We run some Oracle DBs, Exchange, Fileservers and TSM on the Axiom without any problems whatsoever. A mix of Linux, ESX, OVM, AIX and Windows run all happily on the unit.

We liked it so much, that we replaced our DS8100 with an Axiom earlier this year. Performance is right up there with the DS8100, for much cheaper and more usable diskspace.

Steph
 
We migrated one of our TSM servers to it about a week ago and are holding off migrating our other servers. Backing up sequential disk volumes and migrating from disk to tape is not doing so well in terms of throughput. It seems the max we can do in backing up the sequential disks is around 80 MB/s while running 4 processes.
 
We found a solution to our problem of poor throughput with the XIV. The solution had to do with TSM server using DIRECT I/O when using JFS2 file systems. An undocumented command called "DIRECTIO NO" can be placed in the dsmserv.opt file which tells the TSM server not to use DIRECT I/O. Our I/O throughput improved four times what it was and now the same four processes are reading from 300 to 350 MBs, which is better than the throughput we were getting on our DS4800.
 
Hi i'd personally stay away from XIV they are awful, the command line has very few commands that hinder your ability to see whats happening on them. The GUI looks good but is pretty awful to work with. Also you have to over allocate storage as for 1gb you have to allocate 17gb. There's also some feeling around that if 2 disks fail in 1 tray you lose the whole array. Could be scare mongering though....
 
The commandline is like every other system specific commandline, it takes some learning. I've written some scripts that leverage it, and you can do absolutely anything the GUI can do if you take the time to learn it.

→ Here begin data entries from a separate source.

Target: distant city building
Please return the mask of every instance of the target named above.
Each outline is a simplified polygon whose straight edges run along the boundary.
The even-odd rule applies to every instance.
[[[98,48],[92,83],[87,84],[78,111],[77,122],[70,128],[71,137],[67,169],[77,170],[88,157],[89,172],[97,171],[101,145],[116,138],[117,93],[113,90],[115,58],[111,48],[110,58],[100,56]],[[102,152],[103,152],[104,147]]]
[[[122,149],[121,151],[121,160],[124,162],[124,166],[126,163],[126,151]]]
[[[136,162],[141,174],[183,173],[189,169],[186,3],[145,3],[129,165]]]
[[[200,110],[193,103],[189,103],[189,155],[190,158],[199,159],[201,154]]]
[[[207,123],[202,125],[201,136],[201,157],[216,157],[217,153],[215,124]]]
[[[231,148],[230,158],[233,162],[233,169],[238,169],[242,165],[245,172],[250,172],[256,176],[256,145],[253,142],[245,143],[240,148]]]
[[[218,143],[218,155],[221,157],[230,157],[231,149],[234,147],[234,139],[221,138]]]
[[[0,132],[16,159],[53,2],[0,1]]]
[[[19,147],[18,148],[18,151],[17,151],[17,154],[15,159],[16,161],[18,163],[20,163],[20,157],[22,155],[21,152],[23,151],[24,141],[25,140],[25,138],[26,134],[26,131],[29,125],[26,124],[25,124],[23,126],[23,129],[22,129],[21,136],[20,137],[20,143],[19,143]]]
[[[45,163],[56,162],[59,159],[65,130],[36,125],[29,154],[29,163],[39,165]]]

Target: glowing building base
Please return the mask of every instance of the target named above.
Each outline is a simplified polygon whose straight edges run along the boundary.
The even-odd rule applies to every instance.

I use the GUI, and I have to say it's a LOT better than the web based DS8000 GUI. Our admin's like it better than the DS4k GUI too. As for resilience, we have never lost any data with it. We've had an entire tray go down (bad motherboard) and it keeps right on going. IBM called to tell us they were coming onsite before we knew anything was wrong.
 
We love ours. We have 2 half populated units and are right now doubling their capacity. It's as fast or faster than our DS8100s, and a lot cheaper. We've had one complete storage node fail and it didn't cause any interruption. We've had the usual drive failures too, with no problems. We like the GUI, but to each his own. The trick to XIV seems to be that they're using cheaper SAS drives, front-ending it with a whack of cache RAM, and have a pretty good block placement scheme. The drives are cheap, RAM is cheap, and the chassis are cheap. BTW, IBM doesn't actually make these, they're working with a company is Isreal on it. One thing that did bite us, you have to keep up with the interoperability matrixes. We had some servers that the software vendor didn't want us to upgrade, and fell off the matrix. After a XIV code upgrade one of them lost their path redundancy until we could upgrade the Host Attachment Kit.

I put TSM on it's own DS4ks. I tweak our servers pretty hard, and I'm afraid that I would blow through the cache with TSM and performance for other hosts would suffer.